Donald Trump has vowed to put a toll on vehicles entering the US from Mexico in order to force the country’s southern neighbour to pay for his much talked of border wall.
On a visit to Arizona, one of a number of states likely to be an election battleground, the president repeated his frequently made claim that Mexico will pay for a such a barrier.
“They’re going to pay at the border, at the gate, cars going through, we’re going to do a toll — or we may do a toll,” Mr Trump said during an event in Yuma, near to the border.
According to Bloomberg News, asked as to whether he still believed Mexico would foot the bill, he added: “Mexico is paying for the wall, yeah.”

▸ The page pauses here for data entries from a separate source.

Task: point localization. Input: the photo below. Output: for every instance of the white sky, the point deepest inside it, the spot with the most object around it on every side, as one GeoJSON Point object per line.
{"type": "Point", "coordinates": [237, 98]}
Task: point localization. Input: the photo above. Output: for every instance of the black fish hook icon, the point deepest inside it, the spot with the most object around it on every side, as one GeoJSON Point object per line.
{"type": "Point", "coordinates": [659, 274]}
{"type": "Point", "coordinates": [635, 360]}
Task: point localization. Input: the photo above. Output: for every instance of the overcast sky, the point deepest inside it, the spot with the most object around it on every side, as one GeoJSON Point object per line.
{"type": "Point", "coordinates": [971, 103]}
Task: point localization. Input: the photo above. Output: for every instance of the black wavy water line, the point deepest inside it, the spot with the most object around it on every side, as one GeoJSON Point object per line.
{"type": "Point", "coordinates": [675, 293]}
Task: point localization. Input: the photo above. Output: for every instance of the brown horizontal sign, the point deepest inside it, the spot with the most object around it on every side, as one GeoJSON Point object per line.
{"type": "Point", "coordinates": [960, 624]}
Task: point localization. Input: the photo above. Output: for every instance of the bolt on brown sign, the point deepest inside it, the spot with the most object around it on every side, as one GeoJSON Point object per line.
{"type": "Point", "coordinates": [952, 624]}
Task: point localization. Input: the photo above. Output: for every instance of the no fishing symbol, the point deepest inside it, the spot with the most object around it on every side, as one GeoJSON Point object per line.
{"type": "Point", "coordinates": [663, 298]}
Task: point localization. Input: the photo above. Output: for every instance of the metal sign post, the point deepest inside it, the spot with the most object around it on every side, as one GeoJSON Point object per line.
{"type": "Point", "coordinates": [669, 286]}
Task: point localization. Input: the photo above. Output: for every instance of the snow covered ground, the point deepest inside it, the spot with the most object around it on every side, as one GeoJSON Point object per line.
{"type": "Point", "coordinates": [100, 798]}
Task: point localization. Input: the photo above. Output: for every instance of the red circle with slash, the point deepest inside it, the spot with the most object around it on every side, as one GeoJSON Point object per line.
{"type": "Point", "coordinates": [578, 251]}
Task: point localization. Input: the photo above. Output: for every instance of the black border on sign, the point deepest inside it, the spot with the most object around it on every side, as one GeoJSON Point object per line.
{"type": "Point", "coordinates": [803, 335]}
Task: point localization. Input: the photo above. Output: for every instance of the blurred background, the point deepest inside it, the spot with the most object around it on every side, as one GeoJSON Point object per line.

During his 2016 election campaign, and often since then, the president has insisted Mexico will pay for a physical barrier along the southern border, that he claims will help deter migrants from Central America.
Mexico has always insisted it will not pay for such a wall, and experts have questioned whether it would do anything to address immigration numbers. Many see it as something Mr Trump can use to appeal to his supporters, many of whom support his hardline approach.
Mr Trump has claimed that hundreds of miles of walls have already been constructed. In truth, a report by the Washington Post suggested the president was unlikely to be able to point to more than 500 miles of barrier by next year, much of it replacing structures that were already in place.
Speaking on his second day of campaigning intended to disrupt the Democratic National Convention – by tradition, Republicans and Democrats have avoided holding events during each other’s once-every-four-year gatherings – the president took the chance to attack Joe Biden.
“Biden’s plan is the most radical, extreme, reckless, dangerous and deadly immigration plan ever put forward by a major party candidate. It must be defeated. and it will be defeated on November 3,” he said.
He also found time to praise himself, crediting himself with stopping the caravans of migrants from Central America that saw hundreds of thousands of people take to the roads.
“The caravans don’t come up anymore. We were paying hundreds of millions of dollars [to Guatemala, Honduras and El Salvador.] When we caught a murderer and we wanted to bring them back to one of those countries they wouldn’t take them,” he said. “[Because of that,] we stopped paying them.”